Monopoly power. Lenox presented sufficient evidence of market share and barriers to entry for a fact-finder to infer that Medtronic had monopoly power in the bone mill market, the court also ruled. It was alleged that Medtronic’s market share ranged from 97 to 98 percent in 2007 to around 62 percent in 2010. While Medtronic’s market shares and market dominance were disputed, a fact-finder could reasonably consider a 97-98 percent or 62 percent market share as evidence of monopoly power, in the court’s view.
Barriers to entry. Though the court noted that Medtronic’s market share could support a finding of monopoly power, it also considered in its monopoly power analysis the barriers to market entry—characteristics of the market impeding new entries. The court rejected the district court’s determination that one new entrant’s success in entering market was indisputable proof that barriers to entry were insignificant. That one competitor, Stryker Corporation, could be viewed as an “atypical competitor.”
Stryker, already a major manufacturer of medical devices, had a ready-made distribution network and an existing reputation among hospital purchasers. Stryker also had a vast supply of capital to invest in a market generating limited revenues, the court noted. Notwithstanding Stryker’s successful entry, a fact-finder could reasonably infer that Medtronic had monopoly power in the bone-mill market from 2007 to 2010 based on its high market share and the presence of barriers to entry, the court ruled.

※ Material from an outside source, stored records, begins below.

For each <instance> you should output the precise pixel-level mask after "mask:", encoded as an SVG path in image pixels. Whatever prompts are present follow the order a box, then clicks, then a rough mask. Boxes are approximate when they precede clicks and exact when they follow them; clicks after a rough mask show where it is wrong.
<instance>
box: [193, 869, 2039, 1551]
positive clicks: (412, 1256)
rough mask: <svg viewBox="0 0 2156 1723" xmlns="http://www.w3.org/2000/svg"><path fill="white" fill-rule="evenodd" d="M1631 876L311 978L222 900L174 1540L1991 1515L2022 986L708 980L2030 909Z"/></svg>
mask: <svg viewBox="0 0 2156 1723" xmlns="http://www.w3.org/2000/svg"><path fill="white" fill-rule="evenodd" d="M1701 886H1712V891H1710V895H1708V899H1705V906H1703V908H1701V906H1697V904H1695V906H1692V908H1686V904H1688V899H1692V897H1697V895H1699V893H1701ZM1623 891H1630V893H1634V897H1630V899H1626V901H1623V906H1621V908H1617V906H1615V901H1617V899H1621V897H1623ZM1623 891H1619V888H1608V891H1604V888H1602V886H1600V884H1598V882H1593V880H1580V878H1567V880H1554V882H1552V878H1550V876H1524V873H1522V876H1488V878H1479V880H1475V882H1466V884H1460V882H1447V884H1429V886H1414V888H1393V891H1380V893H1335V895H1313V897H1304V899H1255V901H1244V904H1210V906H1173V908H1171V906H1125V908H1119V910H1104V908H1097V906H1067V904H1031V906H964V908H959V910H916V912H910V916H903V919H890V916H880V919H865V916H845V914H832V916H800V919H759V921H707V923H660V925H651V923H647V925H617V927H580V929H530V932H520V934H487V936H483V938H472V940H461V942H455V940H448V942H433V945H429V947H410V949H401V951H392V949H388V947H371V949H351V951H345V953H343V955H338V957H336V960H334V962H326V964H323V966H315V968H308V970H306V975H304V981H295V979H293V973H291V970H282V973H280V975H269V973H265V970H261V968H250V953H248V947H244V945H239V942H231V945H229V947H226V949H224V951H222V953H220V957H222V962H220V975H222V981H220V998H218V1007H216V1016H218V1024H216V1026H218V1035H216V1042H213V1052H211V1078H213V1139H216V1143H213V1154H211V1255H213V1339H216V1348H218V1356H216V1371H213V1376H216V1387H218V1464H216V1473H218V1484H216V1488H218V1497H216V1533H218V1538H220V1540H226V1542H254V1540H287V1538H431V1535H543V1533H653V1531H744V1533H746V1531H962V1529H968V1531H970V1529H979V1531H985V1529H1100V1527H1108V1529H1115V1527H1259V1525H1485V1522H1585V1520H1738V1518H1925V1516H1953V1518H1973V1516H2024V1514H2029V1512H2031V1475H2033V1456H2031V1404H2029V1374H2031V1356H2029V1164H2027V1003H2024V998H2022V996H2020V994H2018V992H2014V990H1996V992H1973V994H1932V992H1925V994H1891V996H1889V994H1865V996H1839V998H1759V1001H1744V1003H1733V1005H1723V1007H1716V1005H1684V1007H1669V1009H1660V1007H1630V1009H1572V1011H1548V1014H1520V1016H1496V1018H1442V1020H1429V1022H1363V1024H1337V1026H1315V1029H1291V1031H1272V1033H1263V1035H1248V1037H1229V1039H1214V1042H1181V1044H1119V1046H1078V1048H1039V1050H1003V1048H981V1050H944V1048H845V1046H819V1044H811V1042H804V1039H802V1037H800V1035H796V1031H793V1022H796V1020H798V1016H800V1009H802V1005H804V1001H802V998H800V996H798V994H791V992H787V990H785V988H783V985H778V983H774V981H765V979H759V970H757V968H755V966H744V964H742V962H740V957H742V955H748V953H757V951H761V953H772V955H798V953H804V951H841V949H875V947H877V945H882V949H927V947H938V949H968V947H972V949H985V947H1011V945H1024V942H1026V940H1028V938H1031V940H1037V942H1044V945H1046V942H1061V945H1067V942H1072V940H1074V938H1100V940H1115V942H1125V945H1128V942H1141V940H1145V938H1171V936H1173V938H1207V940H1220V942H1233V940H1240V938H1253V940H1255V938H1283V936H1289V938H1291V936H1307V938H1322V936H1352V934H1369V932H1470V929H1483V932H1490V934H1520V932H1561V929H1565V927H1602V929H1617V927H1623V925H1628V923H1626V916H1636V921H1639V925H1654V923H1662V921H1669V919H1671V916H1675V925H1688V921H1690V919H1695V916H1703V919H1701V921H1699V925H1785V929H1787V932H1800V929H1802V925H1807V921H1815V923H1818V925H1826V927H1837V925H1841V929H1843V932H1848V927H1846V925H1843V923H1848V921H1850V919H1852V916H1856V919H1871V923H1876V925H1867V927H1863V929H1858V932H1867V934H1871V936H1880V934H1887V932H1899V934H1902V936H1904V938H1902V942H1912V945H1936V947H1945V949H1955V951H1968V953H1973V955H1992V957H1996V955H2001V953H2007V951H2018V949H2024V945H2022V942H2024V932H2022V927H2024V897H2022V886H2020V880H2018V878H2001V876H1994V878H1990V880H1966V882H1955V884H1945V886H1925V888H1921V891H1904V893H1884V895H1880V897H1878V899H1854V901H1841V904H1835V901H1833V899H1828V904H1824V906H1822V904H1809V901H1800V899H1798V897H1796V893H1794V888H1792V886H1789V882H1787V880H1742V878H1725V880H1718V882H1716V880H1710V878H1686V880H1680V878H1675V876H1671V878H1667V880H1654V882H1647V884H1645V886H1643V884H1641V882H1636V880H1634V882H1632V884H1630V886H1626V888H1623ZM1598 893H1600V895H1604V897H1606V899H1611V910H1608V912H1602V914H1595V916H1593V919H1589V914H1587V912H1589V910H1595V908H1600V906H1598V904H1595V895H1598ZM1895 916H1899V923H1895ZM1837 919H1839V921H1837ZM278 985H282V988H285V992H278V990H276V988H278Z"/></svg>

Exclusionary conduct. Lenox alleged that Medtronic engaged in anticompetitive conduct by: (1) telling potential customers that the Lenox mill was dangerous, and (2) helping to initiate a recall. The district court concluded that Lenox could not establish anticompetitive conduct under a six-factor test for trade disparagement, which presumes that the trade disparagement has only a de minimis effect on competition. Lenox contended that Medtronic’s conduct extended beyond trade disparagement into a comprehensive scheme of exclusionary conduct and that a less stringent test should apply. Even under the trade disparagement test, Lenox demonstrated a fact question regarding anticompetitive conduct, the appellate court ruled.
The district court had concluded that Lenox satisfied the first three of the six factors needed to rebut the presumption of de minimis effect from trade disparagement, that the disparagement was: (1) clearly false, (2) clearly material, and (3) clearly likely to induce reasonable reliance. This determination was not disturbed on appeal. The appellate court held that there were fact questions regarding the remaining factors: (4) that Medtronic made false statements to buyers without knowledge of the subject matter; (5) that the materially false statements continued for prolonged periods; and (6) that Lenox could show that it was not able to readily neutralize the disparaging statements.
Harm to competition. In addition, a fact-finder could reasonably infer harm to competition from the challenged conduct, the appellate court ruled. According to the court, the inference was possible in part because Lenox presented evidence that from 2007 to 2010: (1) Medtronic was able to charge supracompetitive prices, and (2) other bone mills remained insubstantial.
Attempted monopolization. In light of the determination that a fact-finder could reasonably infer monopoly power and exclusionary conduct, a jury also could find an intent to monopolize for purposes of an attempted monopolization claim, according to the court. Thus, fact questions also existed on Lenox’s claim of attempted monopolization.